In this post, we’ll implement a method to fit a sum of exponential decay functions in Python. The code is at the end of the post. Physical scientists encounter the following problem all of the time. We observe a set of values \(y[n]\) that are generated by multiple exponential decay functions added together and we want to find the individual components of the sum. A climate scientist may do this analyze how different clouds and gasses absorb energy. A chemist may want to identify isotopes in a radioactive sample.
\[y[n] = \sum_{i = 1}^{M} a_i e^{b_i n}\]Unfortunately, fitting exponential sums is hard. It’s so hard that Acton, Princeton computer scientist, gives it an entire section of his well-known essay, “What Not to Compute.” It is best to avoid this problem if possible. For instance, if we know the rates \(b_i\) we can use linear regression instead. If all the \(a_i\) coefficients are the same, we can take the log to get a softmax and use convex optimization. Even if we don’t know \(a_i\) or \(b_i\), it’s a good idea to have as many restrictions as possible to improve our chance of finding a good model. In this post, we’ll deal with the case where \(b_i \leq 0\) (exponential decay) and \(a_i \geq 0\) (positive coefficients).
The Prony method, originally developed in 1795, solves this problem by finding the rates as the roots of a polynomial. Once we have those, we can simply solve for the coefficients via linear regression.
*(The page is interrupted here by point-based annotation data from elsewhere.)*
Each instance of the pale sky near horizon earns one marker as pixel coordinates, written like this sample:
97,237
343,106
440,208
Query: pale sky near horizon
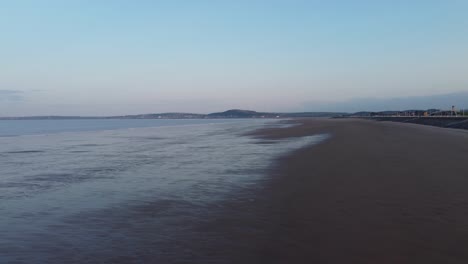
129,57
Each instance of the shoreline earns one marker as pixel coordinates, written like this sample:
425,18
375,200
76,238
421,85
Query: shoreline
375,192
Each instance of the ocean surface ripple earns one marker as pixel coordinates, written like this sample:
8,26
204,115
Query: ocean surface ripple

Prony’s method is fast and easy to implement but can misbehave in practice. If we have a sum of decaying exponentials, we do not expect the fitting method to find exponential growth functions or functions that oscillate. Since the rates are found using the roots of a polynomial, \(b_i\) can be positive, negative or complex-valued. Therefore, Prony’s method can produce sums of sinusoids, exponential growth functions, exponential decay functions, and even complex-valued functions! This is undesirable.
While this algorithm will usually find the right coefficients with noiseless measurements, the situation breaks down rapidly when \(y[n]\) is contaminated with noise. Noise completely changes the behavior of Prony’s method. Even a relative error of 1% in \(y[n]\) can be enough to cause serious problems.
It turns out that it is hard to find an algorithm that only fits exponential decay functions with positive coefficients. While there is a lot of theoretical work in this area, it is hard to find a concrete algorithm that can do this. I eventually found a method from a 1977 applied physics paper [1], which is a practical appliation of the theoretical results found in [2].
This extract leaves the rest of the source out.